Authorized Stock and Stock Splits
For the most part, the numbers and issue of authorized stock is controlled by a company’s management and senior executives.
However, there may be instances in which they may lose control over this process.
For example, activist investors can force a company’s management to dilute their stake further and issue more stock in public markets.
In such cases, the organization will have to change its articles of incorporation to make the change.
A more interesting scenario occurs during a stock split.
A stock split is a multiplication of a company’s issued stock based on a ration determined by its management.
Consider the example of company ABC which has stated a limit of 30,000 authorized shares in its charter of incorporation.

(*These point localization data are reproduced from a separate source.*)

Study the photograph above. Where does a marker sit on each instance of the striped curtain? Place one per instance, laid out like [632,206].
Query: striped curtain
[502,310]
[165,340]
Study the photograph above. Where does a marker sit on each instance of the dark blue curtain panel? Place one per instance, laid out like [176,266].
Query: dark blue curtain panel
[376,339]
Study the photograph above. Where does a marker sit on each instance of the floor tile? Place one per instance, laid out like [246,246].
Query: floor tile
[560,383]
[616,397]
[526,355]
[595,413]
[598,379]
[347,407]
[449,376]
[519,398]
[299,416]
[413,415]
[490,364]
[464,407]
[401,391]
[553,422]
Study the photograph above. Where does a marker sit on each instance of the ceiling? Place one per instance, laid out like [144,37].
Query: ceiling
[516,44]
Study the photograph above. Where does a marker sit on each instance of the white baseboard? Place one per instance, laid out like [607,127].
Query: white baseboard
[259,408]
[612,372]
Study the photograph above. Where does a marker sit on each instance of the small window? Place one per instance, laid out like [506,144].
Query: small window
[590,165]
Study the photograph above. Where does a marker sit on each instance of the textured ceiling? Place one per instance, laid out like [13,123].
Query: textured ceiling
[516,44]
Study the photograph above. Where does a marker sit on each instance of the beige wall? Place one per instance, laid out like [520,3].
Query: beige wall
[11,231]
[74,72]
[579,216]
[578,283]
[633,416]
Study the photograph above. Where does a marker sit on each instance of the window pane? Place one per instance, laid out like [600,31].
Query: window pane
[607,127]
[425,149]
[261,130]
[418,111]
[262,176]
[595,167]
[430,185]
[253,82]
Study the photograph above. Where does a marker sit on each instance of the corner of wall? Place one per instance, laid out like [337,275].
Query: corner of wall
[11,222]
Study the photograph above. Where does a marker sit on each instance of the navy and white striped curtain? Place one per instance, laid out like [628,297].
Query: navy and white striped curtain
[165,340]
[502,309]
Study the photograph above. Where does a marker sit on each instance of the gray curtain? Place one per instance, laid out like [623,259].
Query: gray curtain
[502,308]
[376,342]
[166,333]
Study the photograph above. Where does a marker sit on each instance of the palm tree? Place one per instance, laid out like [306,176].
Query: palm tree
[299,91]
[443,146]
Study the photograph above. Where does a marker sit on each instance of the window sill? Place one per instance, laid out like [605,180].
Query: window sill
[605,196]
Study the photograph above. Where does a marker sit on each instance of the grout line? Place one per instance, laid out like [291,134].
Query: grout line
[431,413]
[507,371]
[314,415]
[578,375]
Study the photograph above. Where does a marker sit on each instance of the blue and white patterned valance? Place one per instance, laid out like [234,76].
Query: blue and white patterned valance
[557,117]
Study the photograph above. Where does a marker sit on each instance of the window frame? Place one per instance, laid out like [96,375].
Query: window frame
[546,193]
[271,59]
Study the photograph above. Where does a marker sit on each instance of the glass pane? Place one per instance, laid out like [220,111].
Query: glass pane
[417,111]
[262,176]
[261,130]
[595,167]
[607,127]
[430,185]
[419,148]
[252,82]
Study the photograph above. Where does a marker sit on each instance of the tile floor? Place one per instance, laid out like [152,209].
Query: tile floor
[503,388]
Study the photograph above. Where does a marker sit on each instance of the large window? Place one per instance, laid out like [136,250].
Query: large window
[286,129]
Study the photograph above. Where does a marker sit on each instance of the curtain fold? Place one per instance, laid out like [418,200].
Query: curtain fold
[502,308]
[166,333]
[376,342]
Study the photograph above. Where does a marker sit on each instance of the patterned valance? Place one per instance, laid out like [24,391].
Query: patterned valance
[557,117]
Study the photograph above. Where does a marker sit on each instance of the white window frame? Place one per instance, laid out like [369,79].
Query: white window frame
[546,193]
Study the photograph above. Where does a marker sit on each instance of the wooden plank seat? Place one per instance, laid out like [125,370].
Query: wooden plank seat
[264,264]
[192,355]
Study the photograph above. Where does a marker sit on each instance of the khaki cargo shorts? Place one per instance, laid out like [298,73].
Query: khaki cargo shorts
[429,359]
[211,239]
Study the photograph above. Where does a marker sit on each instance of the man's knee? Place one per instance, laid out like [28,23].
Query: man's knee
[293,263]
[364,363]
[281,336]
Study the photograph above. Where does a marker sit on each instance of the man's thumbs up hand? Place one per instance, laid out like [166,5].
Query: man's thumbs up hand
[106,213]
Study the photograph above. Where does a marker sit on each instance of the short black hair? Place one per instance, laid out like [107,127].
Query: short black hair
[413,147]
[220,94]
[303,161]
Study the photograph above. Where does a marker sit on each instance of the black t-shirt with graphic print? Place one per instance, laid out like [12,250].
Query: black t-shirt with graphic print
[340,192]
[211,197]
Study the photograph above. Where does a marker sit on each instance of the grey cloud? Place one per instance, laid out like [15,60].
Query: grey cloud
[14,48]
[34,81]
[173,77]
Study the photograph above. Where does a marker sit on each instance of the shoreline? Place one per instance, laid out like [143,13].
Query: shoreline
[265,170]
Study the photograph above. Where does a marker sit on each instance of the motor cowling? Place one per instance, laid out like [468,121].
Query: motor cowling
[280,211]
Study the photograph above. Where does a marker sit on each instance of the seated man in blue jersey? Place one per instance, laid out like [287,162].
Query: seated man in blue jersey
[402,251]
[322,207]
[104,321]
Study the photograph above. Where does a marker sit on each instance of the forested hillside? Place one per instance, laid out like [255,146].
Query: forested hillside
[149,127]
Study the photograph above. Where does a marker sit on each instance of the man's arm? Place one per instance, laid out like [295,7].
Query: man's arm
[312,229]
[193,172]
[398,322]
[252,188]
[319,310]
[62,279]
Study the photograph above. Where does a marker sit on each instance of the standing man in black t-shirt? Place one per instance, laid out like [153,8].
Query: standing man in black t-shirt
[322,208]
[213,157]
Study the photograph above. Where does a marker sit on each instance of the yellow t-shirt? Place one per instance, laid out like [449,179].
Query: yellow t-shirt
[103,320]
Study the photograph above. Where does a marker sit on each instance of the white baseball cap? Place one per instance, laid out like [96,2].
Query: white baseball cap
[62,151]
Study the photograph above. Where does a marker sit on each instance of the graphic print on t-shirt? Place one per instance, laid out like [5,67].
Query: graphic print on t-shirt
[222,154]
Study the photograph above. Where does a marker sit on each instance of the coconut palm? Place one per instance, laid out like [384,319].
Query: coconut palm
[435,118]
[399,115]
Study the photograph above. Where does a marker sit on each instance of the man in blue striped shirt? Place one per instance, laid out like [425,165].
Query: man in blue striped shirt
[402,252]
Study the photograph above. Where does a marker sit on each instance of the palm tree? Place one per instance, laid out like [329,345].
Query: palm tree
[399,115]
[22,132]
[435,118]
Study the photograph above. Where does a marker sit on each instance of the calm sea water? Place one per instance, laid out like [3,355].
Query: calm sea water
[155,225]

Out of this number, it has issued 12,000 shares to the general public and senior executives, meaning it has 18,000 outstanding shares.
ABC recently announced a 2:1 stock split.
Thus, each publicly-issued share is now equal to two.
The new number of issued shares now totals 24,000.
The total number of authorized shares for ABC jumps to 42,000.
But ABC is limited to 30,000 shares in its articles of incorporation.
To ensure that it stays within that number, the company’s management will have to give up some of their shares to bring down the number of outstanding shares to 6,000.
Limits on Authorized Stock
Related to the topic of increase or decrease in authorized stock is the issue of placing limits on authorized stock.
Proponents of the practice state that it protects shareholder interest by placing restrictions on management to dilute their equity.
For example, senior management could engender takeover of a firm, against shareholder approval, by issuing new stock that allows the acquirer to take a controlling stake.
However, critics claim that the limits are a bureaucratic hassle that are time-consuming and expensive.
This is especially the case for publicly-listed companies because changing the articles of incorporation is a laborious process.
Besides, there are already several safeguards, such as oversight by a board of directors, to protect shareholder rights in a publicly-listed firm.
Limits might make sense for private companies because there are fewer stakeholders and they might need protection from a runaway management team intent on making a quick buck.
But, changing articles of incorporation in closely-held or private companies is a shorter and relatively easy process.